サイケデリックに歪んだメロディーや透き通ったメロディーが魅力の『Demo(デモ)』と『My Life Is Over(マイ・ライフ・イズオーバー)』。アコースティック・ギターを取り入れた『All Roads Lead To The Gun(オール・ロードズ・リード・トゥ・ザ・ガン)』と、過去の作品と比べると、今作では激しいギターが中心のエモーショナル・ハードコアなサウンドを展開している。

 

叩きつけるスローテンポなドラムに、シャウトするボーカルとギターが、混然一体となって音の刻印を刻むように進んでいく。“Disposable Plastic Trash(ディスポーザブル・プラスティック・トラッシュ)”はベースのみとフレーズとギターのみのフレーズが交互に入れ替わる展開で、一歩間違えれば音の調和が崩れる際を、無理を承知で渡るような、挑戦的な姿勢がうかがえる。“Background Kids(バックグラウンド・キッズ)”は、ギターメロディーを全面に出した曲で、神経質に響くギターのメロディーとボーカルの熱さというコントラストが、退廃と希望が混然一体なったような不思議な雰囲気を醸し出している。どの曲も実験的なサウンドで、オリジナルティーあふれる独特なサウンドを追求している。

 

メロディックなサウンドとは対称的に、<軍隊の銃>と名付けられたバンド名や、『すべての道は銃に通ず』というEPでは、銃による虐殺をコンセプトにしている。歌詞は残虐なイメージや退廃的で絶望的な内容が多い。
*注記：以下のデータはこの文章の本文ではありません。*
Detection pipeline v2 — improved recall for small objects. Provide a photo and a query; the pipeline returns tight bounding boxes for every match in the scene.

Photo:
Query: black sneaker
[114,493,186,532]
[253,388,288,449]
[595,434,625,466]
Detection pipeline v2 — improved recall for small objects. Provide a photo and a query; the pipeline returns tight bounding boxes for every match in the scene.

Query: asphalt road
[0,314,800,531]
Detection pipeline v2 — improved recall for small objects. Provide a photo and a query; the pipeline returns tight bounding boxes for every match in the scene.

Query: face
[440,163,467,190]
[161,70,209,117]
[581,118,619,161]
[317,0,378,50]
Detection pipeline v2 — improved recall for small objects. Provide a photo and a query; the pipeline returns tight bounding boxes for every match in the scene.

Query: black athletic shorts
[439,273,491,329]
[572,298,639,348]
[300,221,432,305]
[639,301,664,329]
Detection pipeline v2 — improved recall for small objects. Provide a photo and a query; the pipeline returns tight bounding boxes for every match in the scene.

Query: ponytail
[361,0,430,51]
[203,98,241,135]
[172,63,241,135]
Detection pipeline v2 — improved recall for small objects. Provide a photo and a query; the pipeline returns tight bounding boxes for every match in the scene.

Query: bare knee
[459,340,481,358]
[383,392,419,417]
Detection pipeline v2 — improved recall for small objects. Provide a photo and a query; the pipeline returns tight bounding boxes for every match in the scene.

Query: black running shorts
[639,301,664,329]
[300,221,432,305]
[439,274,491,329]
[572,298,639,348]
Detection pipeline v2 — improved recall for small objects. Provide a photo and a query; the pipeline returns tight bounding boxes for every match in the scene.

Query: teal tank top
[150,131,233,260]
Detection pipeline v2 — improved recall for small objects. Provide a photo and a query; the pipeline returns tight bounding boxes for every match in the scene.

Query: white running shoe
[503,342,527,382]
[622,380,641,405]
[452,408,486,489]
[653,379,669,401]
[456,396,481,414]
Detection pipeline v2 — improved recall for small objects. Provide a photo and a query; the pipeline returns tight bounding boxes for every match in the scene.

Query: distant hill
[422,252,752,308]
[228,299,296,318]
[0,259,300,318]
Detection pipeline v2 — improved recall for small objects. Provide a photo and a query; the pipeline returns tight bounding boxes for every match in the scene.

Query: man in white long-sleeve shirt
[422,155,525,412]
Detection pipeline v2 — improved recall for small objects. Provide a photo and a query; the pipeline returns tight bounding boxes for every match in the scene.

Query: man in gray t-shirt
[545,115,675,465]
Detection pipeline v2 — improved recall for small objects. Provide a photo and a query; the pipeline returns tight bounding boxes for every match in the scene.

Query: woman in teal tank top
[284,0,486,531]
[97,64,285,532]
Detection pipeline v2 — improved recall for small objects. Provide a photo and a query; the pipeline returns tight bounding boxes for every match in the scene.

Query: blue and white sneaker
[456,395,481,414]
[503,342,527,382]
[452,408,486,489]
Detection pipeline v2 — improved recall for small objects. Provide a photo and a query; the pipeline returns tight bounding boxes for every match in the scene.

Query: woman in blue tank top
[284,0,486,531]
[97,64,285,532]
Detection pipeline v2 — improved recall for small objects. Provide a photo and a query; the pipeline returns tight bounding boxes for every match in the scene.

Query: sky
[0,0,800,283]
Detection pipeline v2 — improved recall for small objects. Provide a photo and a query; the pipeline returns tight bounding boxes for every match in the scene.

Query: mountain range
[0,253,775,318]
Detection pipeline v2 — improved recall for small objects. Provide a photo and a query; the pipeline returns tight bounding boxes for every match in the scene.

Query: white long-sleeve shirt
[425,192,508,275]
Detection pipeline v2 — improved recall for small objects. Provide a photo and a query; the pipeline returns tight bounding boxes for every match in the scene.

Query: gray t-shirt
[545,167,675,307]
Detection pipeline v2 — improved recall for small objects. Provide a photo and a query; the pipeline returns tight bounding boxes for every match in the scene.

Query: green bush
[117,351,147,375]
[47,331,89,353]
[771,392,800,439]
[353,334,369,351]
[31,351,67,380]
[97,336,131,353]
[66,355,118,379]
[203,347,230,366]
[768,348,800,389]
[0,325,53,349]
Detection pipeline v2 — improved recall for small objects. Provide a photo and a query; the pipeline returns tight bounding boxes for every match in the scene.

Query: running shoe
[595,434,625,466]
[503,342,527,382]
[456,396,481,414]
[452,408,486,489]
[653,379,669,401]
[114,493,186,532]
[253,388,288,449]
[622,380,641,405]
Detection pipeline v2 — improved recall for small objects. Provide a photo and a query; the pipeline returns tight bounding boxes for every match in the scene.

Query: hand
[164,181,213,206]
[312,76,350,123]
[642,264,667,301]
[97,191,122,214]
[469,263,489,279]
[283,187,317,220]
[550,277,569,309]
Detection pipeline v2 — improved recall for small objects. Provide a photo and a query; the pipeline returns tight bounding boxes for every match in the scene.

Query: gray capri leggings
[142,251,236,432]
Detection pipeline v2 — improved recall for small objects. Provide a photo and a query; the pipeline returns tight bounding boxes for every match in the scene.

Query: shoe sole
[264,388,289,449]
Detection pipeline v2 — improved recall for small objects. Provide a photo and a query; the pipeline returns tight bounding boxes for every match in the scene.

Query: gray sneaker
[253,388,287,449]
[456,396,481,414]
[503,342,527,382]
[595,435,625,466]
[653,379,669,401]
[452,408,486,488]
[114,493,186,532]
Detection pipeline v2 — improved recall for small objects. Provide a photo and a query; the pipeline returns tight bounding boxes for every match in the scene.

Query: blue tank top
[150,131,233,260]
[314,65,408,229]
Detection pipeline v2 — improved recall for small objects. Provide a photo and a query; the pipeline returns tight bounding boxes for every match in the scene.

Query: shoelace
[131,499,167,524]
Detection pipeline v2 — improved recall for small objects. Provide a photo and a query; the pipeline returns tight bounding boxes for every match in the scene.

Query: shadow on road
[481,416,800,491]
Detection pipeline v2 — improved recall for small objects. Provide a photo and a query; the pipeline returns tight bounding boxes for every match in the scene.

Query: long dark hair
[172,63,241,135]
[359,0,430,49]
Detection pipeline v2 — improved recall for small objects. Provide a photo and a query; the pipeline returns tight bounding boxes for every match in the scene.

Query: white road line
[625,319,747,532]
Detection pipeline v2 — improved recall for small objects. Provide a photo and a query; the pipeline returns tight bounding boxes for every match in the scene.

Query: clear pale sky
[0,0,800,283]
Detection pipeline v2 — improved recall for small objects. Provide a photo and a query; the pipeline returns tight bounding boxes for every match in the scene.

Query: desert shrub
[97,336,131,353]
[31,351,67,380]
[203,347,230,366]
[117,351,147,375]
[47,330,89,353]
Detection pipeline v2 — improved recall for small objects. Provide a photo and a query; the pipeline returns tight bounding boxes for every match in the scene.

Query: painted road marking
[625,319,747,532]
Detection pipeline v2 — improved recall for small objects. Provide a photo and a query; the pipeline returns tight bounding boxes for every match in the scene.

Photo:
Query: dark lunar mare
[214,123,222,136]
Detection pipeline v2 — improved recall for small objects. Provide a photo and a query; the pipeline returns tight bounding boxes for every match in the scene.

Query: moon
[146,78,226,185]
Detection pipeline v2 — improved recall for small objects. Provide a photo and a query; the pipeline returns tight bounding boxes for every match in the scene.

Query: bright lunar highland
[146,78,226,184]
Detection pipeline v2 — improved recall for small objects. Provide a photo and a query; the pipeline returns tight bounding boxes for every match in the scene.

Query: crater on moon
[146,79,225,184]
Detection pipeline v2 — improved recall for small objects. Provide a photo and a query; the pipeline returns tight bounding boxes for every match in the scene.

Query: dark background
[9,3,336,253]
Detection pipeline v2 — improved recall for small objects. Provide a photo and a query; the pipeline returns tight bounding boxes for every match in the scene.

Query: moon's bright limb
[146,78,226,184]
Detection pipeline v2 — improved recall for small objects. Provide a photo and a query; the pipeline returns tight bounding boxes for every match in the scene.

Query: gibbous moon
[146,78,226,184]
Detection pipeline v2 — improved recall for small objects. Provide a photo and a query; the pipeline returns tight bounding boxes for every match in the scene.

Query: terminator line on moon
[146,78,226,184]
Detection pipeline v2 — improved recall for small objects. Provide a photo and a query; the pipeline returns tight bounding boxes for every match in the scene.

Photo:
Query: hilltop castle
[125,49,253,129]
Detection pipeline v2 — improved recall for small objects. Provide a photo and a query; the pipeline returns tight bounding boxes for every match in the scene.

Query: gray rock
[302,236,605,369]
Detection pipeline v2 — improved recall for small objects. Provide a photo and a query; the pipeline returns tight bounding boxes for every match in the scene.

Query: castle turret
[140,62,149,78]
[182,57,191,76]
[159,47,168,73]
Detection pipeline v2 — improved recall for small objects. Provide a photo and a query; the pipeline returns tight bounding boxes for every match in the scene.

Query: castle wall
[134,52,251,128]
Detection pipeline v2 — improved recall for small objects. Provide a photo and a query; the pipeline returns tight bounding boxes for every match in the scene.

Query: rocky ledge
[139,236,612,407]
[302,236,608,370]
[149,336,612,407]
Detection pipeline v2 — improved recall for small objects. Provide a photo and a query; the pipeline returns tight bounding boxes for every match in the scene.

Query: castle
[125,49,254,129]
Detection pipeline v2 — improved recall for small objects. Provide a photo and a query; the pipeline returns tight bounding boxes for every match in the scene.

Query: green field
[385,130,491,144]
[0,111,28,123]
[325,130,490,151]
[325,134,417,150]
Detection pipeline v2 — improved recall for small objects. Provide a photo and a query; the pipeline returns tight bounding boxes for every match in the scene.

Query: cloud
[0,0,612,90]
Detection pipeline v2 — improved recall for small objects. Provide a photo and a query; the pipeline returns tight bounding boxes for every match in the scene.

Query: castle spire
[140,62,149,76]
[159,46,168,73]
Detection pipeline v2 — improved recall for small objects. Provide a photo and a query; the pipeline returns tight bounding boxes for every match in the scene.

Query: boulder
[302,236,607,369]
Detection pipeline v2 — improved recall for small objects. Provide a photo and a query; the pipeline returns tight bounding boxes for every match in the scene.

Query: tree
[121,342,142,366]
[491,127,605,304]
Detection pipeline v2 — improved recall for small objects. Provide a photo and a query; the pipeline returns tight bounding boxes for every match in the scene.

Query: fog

“私の人生は終わった”や“使い捨てプラスティックゴミ”、“進歩的な社会のための新しい法律”では、<麻薬や環境破壊、失望による怒りと暴力>などについて歌い、人間の醜いダークサイドを歌詞に取り上げている。

 

熱く明るくメロディックなエモーショナル・ハードコアに人間のダークサイドを歌った歌詞。まさに二律背反する内容で、ジキル博士とハイド氏のような解離性同一性障害という病んだ精神を表現したバンドなのだ。サウンドと歌詞を含め従来のハードコアパンクの枠を超えた音楽性を追求しているバンドなのだ。